I'll get rid of the badge, he thought. He could throw it in the river.
But what if somebody saw him throw something from the bridge, and they dredged, and…
A Dumpster. There were bunches of them in the alley that ran behind the main street with all its shops. Nobody would look in those. Or one of the neighbors' garbage can
s.
…vigorously pursuing several leads…the carelessness of the offender…a quick arrest…
He turned into the driveway, then felt terror close his throat when the dark shape of a man materialized between his house and the neighbor's. Mick fell off his bike and left it lying there, racing for the front door. Inside, he was panting when he locked it and turned out the porch light.

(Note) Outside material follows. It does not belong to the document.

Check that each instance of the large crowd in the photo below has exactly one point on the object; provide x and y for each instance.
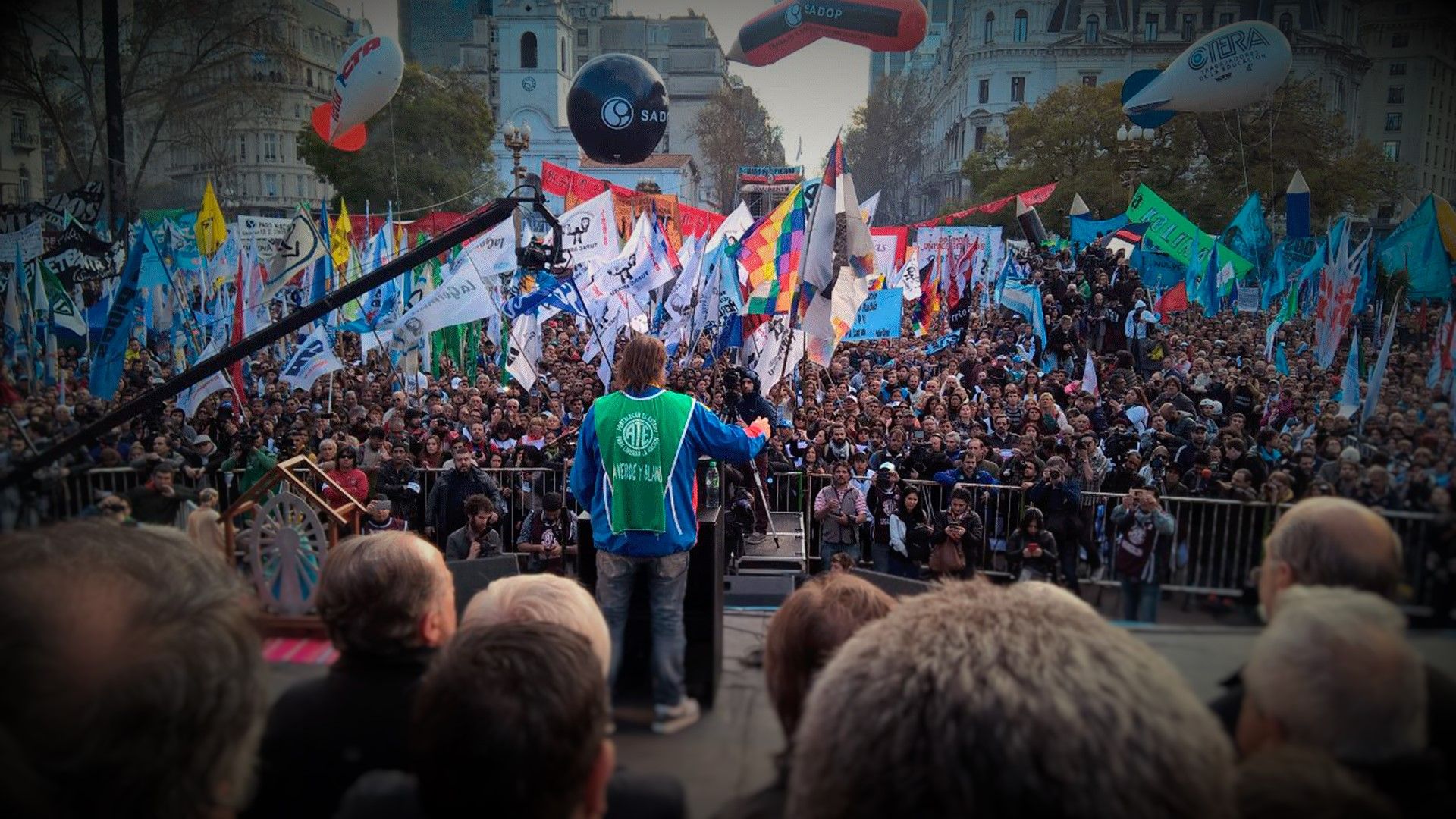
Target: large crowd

Back pressed to the door, he stood there for a minute. Two minutes. Nothing. No footsteps on the porch, no firm knock on the door. No "Open in the name of the law."
The shape had been nothing but a shrub. He knew there was a bush right there between the houses. Getting freaked out like this was so dumb.
But he didn't go back out to put his bike away. Instead, he called, "I'm home," and took the newspaper again from the recycling bin where he'd returned it. What had they said about returning the badge?
* * *
"HE'LL MAIL IT," Abby grumbled.
Renee shook her head. "I wouldn't. Not if I was scared. I'd worry about fingerprints and my handwriting and the postmistress remembering who mailed that package."
The moon was barely a sliver, casting little light. The cemetery was pitch dark. Abby bumped into a stone and muttered something.
"He'll throw it away."
They were speaking in whispers now.
"It depends who he is." Renee had thought a lot about this. "He worked really hard to get that badge. He might have never seen a corpse before. Part of him might feel bad about what he did. No." She shook her head, even though Abby couldn't see her. "I think he'll return it. And if I were him, this is what I'd do. Sneak back and leave it on the gravestone."
"Maybe we should just let him."
"Don't you want to know who stole it and why?"
"Crap," her sister growled. "Of course I do. I'm here, aren't I? Unlike our beloved big sister."